Secondary school in British Columbia

Tumbler Ridge Secondary School (TRSS) was a public secondary school in Tumbler Ridge, British Columbia, Canada. TRSS was operated by School District 59 Peace River South and was the designated secondary school for the town's primary school. TRSS was a participant in the school district's International Student Study Program. For the 2025–26 school year, the school had an enrollment of 191 students from grades 7 to 12.
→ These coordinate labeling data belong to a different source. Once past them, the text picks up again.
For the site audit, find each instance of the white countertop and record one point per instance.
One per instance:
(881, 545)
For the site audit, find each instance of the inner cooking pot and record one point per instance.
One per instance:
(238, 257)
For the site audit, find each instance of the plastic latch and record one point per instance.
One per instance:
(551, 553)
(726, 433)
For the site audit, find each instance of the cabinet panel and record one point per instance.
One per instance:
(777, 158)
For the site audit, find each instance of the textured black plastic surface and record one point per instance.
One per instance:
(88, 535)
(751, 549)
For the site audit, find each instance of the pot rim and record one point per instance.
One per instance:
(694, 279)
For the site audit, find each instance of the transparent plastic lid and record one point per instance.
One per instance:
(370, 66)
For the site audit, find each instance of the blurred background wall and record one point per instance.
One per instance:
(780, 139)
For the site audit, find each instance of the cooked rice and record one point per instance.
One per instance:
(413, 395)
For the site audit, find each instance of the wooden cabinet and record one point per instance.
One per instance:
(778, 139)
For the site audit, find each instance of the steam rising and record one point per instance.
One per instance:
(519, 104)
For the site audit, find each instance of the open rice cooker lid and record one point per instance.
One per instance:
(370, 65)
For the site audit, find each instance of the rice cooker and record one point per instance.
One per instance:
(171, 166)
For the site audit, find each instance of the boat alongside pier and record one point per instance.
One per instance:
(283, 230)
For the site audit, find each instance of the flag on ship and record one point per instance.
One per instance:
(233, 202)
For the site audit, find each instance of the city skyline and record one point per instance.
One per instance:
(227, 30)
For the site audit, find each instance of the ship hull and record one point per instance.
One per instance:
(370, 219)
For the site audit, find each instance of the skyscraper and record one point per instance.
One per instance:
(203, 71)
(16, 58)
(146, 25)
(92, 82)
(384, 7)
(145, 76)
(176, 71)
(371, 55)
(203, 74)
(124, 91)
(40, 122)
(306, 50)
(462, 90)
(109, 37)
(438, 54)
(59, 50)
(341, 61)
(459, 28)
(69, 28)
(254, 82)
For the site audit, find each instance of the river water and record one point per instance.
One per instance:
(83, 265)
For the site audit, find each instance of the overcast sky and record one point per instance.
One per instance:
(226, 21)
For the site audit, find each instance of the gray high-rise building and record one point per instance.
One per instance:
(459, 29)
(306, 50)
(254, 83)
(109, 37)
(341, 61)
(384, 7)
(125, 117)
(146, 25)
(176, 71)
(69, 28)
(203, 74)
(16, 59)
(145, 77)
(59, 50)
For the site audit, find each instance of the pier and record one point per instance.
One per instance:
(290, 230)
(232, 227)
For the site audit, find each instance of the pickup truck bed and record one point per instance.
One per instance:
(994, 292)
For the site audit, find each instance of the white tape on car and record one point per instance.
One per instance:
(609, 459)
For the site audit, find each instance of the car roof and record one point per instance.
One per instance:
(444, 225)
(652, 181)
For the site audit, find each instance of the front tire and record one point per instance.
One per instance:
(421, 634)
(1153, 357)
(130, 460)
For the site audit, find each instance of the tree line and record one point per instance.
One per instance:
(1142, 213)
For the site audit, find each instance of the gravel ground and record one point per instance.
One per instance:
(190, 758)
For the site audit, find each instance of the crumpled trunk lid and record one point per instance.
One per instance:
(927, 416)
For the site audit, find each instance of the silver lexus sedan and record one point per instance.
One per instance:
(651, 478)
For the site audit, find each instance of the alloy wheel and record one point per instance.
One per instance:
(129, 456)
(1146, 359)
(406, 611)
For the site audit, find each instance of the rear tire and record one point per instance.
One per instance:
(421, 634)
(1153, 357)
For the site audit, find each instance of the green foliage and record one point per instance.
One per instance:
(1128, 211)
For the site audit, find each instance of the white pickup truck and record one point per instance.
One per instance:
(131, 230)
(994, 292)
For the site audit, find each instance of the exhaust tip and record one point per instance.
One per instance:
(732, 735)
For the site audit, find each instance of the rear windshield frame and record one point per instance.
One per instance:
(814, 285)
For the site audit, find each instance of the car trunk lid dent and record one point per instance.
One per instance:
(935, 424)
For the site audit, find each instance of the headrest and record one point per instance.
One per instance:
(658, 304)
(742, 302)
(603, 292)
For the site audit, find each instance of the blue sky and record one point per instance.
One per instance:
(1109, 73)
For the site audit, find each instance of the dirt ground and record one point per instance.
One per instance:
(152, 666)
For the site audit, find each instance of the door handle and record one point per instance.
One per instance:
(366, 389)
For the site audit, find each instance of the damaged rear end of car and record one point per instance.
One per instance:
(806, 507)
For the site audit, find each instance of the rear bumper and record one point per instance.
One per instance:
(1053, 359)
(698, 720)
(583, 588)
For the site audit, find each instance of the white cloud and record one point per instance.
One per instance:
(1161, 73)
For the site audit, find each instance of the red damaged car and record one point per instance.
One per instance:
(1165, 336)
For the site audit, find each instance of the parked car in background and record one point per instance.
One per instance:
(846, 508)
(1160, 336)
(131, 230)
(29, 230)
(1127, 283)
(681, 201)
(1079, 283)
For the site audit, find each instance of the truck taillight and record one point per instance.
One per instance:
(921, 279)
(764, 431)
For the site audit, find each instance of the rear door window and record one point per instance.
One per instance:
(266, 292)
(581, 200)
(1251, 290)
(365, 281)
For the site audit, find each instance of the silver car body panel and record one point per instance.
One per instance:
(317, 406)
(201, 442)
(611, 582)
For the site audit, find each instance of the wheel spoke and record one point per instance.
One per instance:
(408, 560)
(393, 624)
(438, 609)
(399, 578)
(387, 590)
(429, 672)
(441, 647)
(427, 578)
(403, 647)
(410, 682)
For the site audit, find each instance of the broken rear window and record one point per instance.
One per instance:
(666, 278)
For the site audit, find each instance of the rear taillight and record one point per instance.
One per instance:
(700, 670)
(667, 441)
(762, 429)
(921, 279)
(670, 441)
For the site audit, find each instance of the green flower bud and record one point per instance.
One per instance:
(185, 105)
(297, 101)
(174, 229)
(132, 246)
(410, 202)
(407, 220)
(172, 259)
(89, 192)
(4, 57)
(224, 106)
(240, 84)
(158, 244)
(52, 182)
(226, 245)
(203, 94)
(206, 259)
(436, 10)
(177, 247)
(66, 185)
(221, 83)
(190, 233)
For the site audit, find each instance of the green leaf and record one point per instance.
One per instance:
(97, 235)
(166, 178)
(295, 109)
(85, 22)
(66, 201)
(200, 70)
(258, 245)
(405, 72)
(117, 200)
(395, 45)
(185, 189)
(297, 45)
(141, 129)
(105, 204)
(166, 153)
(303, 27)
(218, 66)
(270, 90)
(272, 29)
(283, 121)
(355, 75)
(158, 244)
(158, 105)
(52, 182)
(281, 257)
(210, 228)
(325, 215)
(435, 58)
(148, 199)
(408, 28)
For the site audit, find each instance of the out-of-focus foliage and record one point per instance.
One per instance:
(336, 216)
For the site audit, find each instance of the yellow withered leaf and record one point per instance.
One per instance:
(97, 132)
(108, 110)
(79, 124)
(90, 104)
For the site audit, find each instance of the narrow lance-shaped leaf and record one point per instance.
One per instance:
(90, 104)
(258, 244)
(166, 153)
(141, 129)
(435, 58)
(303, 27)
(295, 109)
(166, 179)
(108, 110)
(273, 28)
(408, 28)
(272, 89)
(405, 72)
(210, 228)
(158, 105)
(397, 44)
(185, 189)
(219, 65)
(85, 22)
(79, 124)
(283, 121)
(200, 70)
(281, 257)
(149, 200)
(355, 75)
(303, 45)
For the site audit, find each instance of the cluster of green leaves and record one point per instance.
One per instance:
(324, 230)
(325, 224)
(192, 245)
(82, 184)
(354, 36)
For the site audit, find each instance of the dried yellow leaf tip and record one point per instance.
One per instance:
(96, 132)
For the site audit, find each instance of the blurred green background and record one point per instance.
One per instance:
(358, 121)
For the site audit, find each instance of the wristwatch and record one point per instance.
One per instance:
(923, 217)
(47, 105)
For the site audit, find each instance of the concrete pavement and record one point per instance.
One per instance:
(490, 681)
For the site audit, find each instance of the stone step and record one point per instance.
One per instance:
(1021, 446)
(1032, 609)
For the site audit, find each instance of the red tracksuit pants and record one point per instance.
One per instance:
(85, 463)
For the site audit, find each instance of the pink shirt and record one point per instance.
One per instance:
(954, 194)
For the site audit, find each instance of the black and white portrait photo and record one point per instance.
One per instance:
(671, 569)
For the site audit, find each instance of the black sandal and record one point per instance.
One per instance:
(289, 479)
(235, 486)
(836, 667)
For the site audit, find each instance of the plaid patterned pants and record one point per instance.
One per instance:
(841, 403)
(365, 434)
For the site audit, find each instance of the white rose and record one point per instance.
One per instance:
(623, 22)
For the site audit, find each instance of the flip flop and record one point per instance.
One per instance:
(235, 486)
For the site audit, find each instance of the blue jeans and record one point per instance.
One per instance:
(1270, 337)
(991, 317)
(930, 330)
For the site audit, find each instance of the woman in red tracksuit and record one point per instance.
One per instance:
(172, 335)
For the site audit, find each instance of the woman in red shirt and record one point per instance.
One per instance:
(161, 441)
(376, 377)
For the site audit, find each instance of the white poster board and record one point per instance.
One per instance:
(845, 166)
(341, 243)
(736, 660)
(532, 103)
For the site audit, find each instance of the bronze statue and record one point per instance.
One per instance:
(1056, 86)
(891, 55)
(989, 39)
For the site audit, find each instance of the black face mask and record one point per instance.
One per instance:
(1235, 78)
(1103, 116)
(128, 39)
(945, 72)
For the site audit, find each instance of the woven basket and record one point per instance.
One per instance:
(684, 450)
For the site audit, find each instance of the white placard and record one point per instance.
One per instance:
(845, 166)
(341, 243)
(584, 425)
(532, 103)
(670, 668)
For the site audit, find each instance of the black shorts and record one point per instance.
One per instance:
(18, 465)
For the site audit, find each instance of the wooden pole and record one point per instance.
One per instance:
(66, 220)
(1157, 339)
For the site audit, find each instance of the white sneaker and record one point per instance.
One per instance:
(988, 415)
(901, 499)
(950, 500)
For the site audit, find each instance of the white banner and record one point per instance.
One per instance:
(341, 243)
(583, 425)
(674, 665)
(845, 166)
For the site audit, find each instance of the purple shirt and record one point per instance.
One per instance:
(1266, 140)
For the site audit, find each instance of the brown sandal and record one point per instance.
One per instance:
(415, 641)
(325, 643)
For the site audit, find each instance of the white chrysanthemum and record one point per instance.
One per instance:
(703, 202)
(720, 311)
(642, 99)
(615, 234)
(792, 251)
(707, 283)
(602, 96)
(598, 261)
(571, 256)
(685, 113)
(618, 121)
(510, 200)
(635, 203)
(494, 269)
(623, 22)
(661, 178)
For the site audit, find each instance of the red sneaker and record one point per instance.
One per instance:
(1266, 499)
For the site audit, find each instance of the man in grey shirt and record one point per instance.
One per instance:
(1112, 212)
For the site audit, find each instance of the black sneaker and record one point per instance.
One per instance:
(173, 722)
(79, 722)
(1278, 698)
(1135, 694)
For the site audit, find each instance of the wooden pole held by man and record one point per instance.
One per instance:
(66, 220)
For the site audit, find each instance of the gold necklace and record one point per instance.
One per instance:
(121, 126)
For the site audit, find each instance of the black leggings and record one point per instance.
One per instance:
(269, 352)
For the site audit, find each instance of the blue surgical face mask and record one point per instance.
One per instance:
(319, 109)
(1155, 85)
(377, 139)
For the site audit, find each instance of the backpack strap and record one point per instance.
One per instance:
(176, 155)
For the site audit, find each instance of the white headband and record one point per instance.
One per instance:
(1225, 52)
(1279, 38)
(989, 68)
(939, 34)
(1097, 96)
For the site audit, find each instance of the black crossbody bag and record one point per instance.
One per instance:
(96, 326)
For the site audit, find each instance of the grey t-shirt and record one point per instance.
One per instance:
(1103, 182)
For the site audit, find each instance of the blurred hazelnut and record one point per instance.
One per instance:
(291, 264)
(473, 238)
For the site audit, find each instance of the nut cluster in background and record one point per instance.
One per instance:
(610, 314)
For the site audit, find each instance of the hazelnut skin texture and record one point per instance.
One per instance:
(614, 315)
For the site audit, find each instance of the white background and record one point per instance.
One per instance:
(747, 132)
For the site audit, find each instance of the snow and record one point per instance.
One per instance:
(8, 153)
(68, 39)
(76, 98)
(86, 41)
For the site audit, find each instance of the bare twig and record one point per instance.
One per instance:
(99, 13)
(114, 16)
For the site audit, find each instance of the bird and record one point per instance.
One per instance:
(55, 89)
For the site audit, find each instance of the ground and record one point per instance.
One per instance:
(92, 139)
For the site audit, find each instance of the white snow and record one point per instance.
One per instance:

On February 10, 2026, a former student opened fire at the school with a modified handgun and a long gun after killing her mother and step-brother at their home in Tumbler Ridge. The shooting resulted in the deaths of five students and an education assistant at the school and injuries to 27 other people, before the shooter died from a self-inflicted gunshot wound. On February 16, the school announced that students would be returning to school in "portable facilities" and would have trauma experts on site.

On May 7, 2026, the provincial government of British Columbia announced that Tumbler Ridge Secondary School would be demolished and rebuilt. As of August 2026, the demolition is currently underway, and the building has been flattened.